Despite this, trout continue to feed as their optimum temperature is in the mid-teens. Most waters are now low or very low which should make it easier to find fish but not necessarily easier to catch.

A cautious approach is needed to avoid spooking fish in any conditions but never more so than when the water is low and clear.

Check the water for fish well before you get near the water and always stay off the skyline if possible. I spooked a trout on the Taieri recently and I was about 50 metres from it, you cannot be too careful.

Even if you cannot see fish it does not mean that there are none there. I remember fishing a small stream in the late afternoon and hardly seeing a fish but when the light started to fade in the evening there were a number of very good fish rising which helped save an otherwise unproductive day for me.

Exploring a stream when it’s very low is a good exercise as it enables likely spots to be identified and remembered when fishing in higher water levels. Of course, low water levels also concentrate fish in what areas remain to feed and find cover as well as a good supply of oxygen when the water is warm.

On a couple of outings on the lower Taieri recently I have found trout in very shallow water but never far from cover.

I believe in moving slowly when fishing in such conditions but even then it was not slowly enough as I spooked quite a few.
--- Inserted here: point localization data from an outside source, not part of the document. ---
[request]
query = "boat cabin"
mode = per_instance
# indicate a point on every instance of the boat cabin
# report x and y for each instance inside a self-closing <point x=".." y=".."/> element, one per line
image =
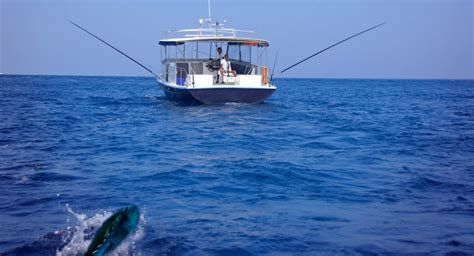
<point x="190" y="57"/>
At times it pays just to stand and look and a trout will appear or in several cases they can be heard rising.

If you can trace the origin of the sound it is then a matter of getting a fly to them. This can be at the cost of losing a few flies but can be well worth the risk in the long run. Low water conditions often let you get near the whoppers that remain hidden for most of the season.

Talking of whoppers, I fished the Pomahaka mid-week and did not catch any but caught a few fish. It was a scorcher of a day, the water was low and still a little misty from the slip in one of the tributaries. It was calm all morning and spinners were falling on the water for a couple of hours. There were not many fish rising to them. I could not even get a fish to look at my spinner or an emerger but I did get a couple on the nymph.

In the afternoon it all changed — there were fish going flat out on willow grub and they were catchable, at least most of them, but there are always a few that banish the word infallible from the angler’s vocabulary.